Ford sta portando avanti il suo piano di ristrutturazione e riduzione dei costi in tempi di cambiamento nell’industria automobilistica globale.

L’Associated Press’ riferisce che, in un promemoria ai dipendenti Ford, il CEO di Ford, Jim Hackett, ha rivelato che il prossimo passo del piano inizia martedì 21 maggio, e vedrà infine circa 7.000 posti di lavoro tagliati in tutto il mondo. Ciò equivale a circa il 10% della forza lavoro globale della casa automobilistica.

Il numero è certamente alto, ma non così alto come alcuni analisti si aspettavano. Allo stato attuale, 2.300 posti di lavoro salariati negli Stati Uniti cadranno, la maggior parte dei quali dovrebbe arrivare a Dearborn, Michigan, o nelle vicinanze della sede centrale globale dell’azienda. Le acquisizioni per alcune di queste posizioni sono disponibili, anche se i dettagli sono sconosciuti. Sia che i lavoratori prendano acquisizioni o siano stati licenziati, la maggior parte dei tagli dovrebbe essere effettuata entro la fine della settimana.

Il 2018 non è stato l’anno migliore per Ford, ma certamente non è stato nemmeno il peggiore. Le vendite di veicoli nuovi negli Stati Uniti sono diminuite del 3,5%, e anche i guadagni sono diminuiti. Tuttavia, la casa automobilistica ha ancora investito 3,7 miliardi di profitti e ha registrato alcuni aumenti significativi per alcuni dei suoi dirigenti, non ultimo dei quali è il pacchetto di compensazione combinata di 17,8 milioni di dollari di Hackett.
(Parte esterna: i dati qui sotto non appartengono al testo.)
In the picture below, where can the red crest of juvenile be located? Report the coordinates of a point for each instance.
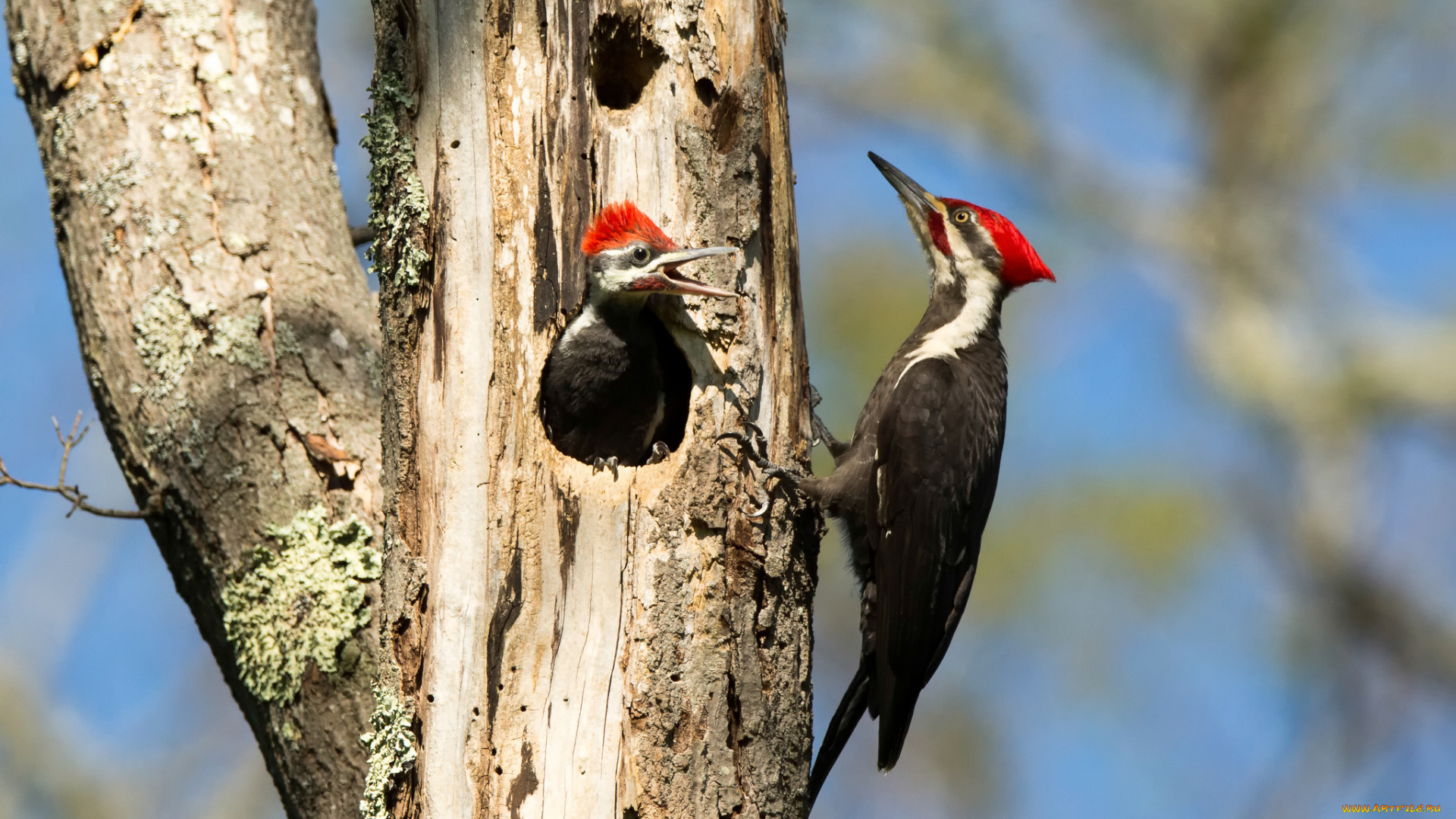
(619, 223)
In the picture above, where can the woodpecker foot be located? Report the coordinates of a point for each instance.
(604, 464)
(755, 447)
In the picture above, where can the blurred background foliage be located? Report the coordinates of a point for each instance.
(1219, 579)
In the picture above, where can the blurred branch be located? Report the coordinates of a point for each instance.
(73, 493)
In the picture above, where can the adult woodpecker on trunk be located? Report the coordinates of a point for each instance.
(603, 397)
(912, 490)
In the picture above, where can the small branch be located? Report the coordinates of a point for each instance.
(73, 493)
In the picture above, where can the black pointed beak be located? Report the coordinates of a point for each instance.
(909, 190)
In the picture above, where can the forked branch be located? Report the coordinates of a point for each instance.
(73, 493)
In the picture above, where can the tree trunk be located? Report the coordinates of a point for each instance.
(223, 319)
(551, 640)
(587, 643)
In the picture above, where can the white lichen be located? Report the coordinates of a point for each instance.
(166, 340)
(63, 121)
(397, 197)
(299, 604)
(105, 190)
(237, 340)
(391, 749)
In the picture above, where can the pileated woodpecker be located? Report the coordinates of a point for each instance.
(603, 395)
(912, 490)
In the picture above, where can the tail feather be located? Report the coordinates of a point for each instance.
(840, 727)
(896, 700)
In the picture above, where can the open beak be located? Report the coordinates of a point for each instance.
(915, 197)
(679, 284)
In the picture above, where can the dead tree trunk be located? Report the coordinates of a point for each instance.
(551, 640)
(229, 341)
(587, 643)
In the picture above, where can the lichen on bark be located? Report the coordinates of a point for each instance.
(391, 749)
(400, 210)
(166, 341)
(299, 604)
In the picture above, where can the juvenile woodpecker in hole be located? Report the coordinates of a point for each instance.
(603, 395)
(913, 487)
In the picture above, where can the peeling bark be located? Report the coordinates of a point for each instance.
(587, 643)
(545, 640)
(224, 324)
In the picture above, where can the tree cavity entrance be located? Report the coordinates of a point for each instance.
(622, 61)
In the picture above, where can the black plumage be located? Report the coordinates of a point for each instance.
(603, 391)
(615, 387)
(912, 490)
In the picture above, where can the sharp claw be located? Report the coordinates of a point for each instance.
(764, 504)
(598, 465)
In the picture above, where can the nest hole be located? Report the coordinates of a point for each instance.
(622, 61)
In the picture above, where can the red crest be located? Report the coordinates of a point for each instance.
(1021, 262)
(619, 223)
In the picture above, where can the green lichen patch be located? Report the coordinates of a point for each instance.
(237, 340)
(391, 749)
(400, 210)
(166, 340)
(299, 604)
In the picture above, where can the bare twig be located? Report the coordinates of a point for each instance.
(73, 493)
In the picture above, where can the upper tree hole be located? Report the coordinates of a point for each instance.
(707, 91)
(622, 61)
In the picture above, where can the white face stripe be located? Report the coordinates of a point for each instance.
(585, 316)
(979, 290)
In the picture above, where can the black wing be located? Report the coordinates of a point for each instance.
(938, 453)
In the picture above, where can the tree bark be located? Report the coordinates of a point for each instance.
(587, 643)
(228, 335)
(551, 640)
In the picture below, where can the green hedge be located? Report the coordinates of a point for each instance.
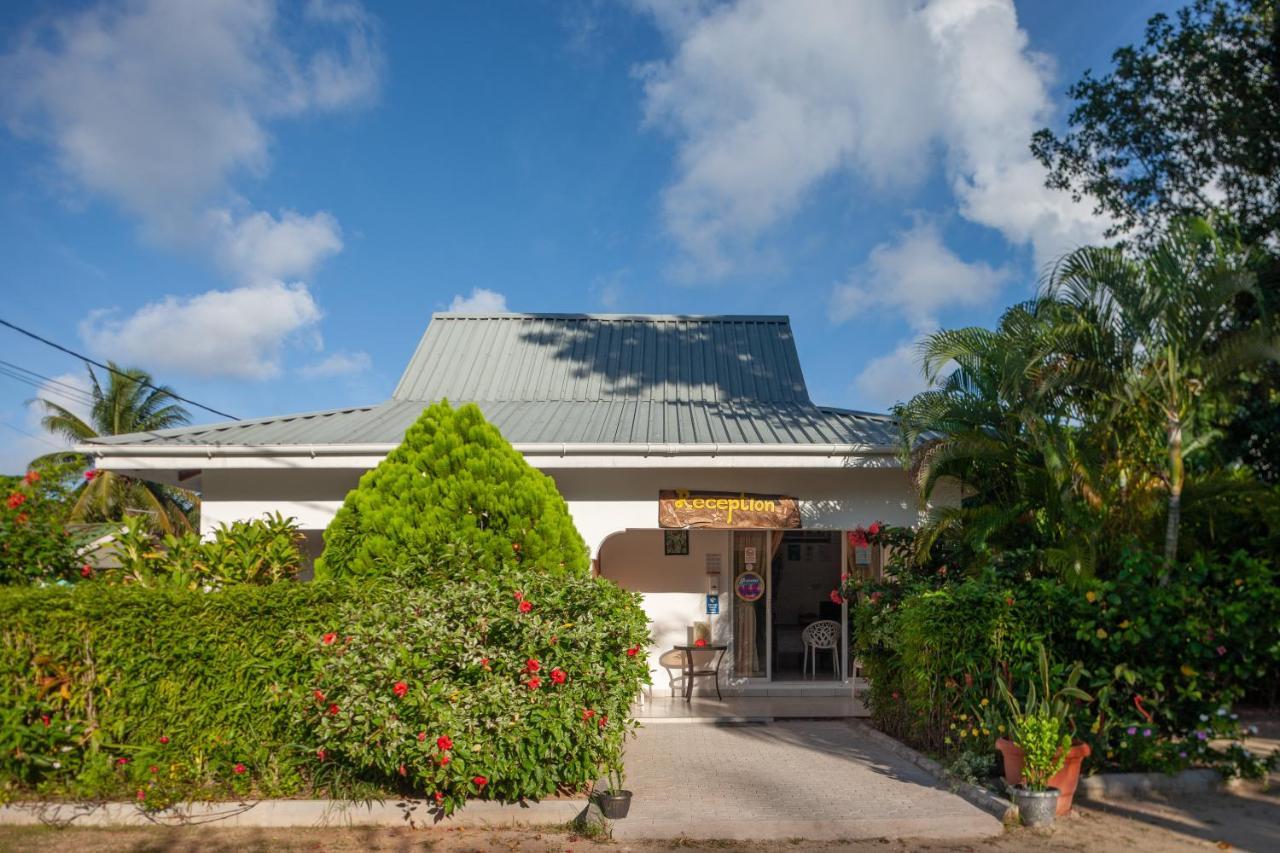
(159, 694)
(1166, 662)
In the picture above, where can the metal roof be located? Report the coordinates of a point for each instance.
(583, 379)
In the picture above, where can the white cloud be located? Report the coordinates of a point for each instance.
(767, 99)
(891, 378)
(156, 104)
(338, 364)
(260, 247)
(914, 277)
(481, 301)
(236, 333)
(159, 106)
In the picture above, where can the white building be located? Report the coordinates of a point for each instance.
(616, 409)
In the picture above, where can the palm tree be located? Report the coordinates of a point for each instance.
(129, 404)
(1159, 331)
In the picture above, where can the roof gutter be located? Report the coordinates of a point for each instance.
(227, 451)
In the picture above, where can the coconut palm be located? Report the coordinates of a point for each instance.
(129, 402)
(1160, 331)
Per essere onesti, il compenso medio per i dipendenti a tempo pieno di Ford è salito, e l’azienda sta investendo 1 miliardo di dollari nelle sue strutture di Chicago Assembly and Stamping.

Tutto questo fa parte di un ampio piano di ristrutturazione multimiliardario che Ford sta attuando per essere più competitiva in un mercato automobilistico globale in rapida evoluzione. In definitiva, quel piano cerca di ridurre la burocrazia interna investendo pesantemente nell’elettrificazione e nei sistemi autonomi – due aree in cui Ford è in ritardo.